The Sunken Land Begins To Rise Again by M. John Harrison

This is the first work by M. John Harrison that I have read; I am impressed.

There are many strengths, especially the originality of the language and the creation of an ominous atmosphere. For once, the term ‘brooding’ is apt.

Shaw meets Victoria in a pub on a wet afternoon – there is a lot of water in this book: rain, rivers, floods, ponds, a mysterious drowning – they begin an on-off distance relationship, moving between west London and Ironbridge, where Victoria embarks on a never-ending project to renovate the house she has inherited from her mother. Both Shaw and Victoria are trying to kickstart their lives and to escape from the tedium of humdrum jobs and rise above the meaningless lives led by their acquaintances, who seem to accept their fate uncritically.

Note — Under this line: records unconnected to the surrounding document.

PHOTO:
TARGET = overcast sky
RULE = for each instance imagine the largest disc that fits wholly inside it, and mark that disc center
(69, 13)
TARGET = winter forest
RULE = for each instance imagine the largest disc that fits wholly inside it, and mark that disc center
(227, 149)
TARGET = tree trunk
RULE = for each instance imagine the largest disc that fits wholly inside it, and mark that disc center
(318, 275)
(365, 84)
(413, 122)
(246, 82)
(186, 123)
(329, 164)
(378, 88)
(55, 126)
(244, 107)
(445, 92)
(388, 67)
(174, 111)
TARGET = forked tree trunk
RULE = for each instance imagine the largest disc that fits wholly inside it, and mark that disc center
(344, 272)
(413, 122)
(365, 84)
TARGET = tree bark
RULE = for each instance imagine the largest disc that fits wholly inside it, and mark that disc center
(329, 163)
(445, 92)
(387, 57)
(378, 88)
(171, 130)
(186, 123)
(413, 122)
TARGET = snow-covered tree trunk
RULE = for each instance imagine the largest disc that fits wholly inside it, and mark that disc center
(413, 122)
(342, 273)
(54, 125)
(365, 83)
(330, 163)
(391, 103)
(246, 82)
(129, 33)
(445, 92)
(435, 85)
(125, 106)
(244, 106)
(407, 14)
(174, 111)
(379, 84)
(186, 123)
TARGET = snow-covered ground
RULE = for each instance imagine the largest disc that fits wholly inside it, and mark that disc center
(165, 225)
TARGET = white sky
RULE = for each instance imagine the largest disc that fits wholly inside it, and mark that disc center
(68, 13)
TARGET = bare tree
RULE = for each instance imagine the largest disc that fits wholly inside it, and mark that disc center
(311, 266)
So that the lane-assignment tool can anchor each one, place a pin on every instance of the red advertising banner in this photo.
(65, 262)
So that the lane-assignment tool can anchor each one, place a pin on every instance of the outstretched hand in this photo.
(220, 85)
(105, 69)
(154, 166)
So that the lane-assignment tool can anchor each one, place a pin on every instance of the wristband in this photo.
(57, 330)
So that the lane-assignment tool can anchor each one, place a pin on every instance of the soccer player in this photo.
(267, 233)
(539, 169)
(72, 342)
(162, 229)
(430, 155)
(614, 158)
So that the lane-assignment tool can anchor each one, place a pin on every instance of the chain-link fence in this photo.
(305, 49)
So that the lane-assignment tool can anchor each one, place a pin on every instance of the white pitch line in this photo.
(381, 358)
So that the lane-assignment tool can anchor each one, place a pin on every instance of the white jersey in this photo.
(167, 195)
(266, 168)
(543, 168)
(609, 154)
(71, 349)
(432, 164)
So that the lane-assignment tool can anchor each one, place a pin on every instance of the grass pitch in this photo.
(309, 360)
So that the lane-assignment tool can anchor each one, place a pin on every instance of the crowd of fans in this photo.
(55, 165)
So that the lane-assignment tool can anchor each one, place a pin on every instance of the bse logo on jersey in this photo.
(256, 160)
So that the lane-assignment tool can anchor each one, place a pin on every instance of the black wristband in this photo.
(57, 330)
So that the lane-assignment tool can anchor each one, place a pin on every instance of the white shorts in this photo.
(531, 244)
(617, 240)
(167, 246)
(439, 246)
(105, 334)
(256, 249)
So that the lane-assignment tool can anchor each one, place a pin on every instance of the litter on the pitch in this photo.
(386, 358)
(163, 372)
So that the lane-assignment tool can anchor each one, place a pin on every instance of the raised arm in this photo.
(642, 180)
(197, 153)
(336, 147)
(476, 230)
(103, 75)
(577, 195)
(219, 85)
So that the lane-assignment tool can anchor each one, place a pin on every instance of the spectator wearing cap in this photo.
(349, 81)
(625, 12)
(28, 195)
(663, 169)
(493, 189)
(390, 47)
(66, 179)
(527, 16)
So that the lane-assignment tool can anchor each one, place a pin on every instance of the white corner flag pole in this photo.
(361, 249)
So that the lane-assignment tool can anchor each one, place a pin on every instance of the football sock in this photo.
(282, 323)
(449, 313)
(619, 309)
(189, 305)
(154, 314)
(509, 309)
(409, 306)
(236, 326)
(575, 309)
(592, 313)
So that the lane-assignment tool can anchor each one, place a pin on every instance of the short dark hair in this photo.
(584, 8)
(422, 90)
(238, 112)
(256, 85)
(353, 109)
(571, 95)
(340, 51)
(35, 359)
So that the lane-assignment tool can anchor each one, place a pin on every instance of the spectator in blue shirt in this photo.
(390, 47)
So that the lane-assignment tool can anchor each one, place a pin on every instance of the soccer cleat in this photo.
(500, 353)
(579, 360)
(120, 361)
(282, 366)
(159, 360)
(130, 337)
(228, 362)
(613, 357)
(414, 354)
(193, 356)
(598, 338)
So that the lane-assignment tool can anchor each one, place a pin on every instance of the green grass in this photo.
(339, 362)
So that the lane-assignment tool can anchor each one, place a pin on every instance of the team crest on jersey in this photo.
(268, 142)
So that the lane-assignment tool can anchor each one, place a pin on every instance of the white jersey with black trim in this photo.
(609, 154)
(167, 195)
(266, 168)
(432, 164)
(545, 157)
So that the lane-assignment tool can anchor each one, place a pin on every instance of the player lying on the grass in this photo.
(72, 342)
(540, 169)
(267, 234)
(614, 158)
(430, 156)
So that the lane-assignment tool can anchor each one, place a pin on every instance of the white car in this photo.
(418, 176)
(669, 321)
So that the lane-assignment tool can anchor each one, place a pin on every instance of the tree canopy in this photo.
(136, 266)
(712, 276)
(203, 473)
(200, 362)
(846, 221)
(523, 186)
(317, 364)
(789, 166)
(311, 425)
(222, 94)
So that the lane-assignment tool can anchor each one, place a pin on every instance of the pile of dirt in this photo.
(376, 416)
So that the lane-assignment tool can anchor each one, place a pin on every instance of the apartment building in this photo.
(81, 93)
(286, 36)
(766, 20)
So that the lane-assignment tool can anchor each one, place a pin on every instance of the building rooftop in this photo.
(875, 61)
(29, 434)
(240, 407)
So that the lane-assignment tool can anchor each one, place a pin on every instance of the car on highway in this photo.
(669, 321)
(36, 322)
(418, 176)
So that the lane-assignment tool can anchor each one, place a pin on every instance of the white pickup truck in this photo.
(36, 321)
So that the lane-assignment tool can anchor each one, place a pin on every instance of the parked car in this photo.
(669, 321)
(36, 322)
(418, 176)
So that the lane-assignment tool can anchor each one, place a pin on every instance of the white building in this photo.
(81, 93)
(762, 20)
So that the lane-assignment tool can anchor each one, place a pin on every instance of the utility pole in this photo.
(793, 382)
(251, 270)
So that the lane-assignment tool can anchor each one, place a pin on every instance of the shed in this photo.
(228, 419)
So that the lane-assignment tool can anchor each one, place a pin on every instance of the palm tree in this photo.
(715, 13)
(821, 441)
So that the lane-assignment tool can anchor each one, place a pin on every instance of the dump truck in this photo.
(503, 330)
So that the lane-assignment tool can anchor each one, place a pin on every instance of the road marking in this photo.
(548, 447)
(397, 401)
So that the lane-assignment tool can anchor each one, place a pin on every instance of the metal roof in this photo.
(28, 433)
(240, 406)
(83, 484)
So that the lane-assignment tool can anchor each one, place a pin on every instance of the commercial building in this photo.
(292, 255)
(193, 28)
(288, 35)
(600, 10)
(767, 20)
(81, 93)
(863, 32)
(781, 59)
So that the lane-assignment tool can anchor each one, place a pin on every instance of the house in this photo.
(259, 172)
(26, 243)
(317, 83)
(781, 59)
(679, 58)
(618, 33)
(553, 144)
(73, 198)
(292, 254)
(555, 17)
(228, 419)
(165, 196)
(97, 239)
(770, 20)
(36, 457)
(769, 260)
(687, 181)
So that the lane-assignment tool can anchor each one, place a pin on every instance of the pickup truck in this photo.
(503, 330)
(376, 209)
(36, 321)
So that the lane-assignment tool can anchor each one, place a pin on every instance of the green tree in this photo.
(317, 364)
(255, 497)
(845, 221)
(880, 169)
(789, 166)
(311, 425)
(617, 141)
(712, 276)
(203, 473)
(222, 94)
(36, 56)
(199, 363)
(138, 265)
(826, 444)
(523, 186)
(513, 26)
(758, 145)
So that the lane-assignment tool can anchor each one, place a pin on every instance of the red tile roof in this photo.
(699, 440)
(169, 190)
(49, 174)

Continuous rain permeates the story, in a way reminiscent of Iris Murdoch’s Bruno’s Dream. The threatened floods and rising waters herald the resurgence of a chthonic race of fish-like creatures that may be recognising an opportunity to re-emerge from beneath the ground. The writing reminded me of Angela Carter, using a matter-of-fact style to tell an almost magic realist story.

The author’s creative use of language with its images, constructions and comparisons is refreshingly original. The author takes enormous leaps to create striking verbal images without being pretentious or artificial.

This is weird fiction at its peak. Mysterious events are treated as if they are normal. Odd creatures encountered are dealt with but not reported. The obsession of several of the characters with Charles Kingsley’s The Water Babies is left to the reader to decipher.

This is a book that would be enjoyed by admirers of J. G. Ballard and David Lynch. I am grateful to have discovered M. John Harrison and am looking forward to reading more of his work.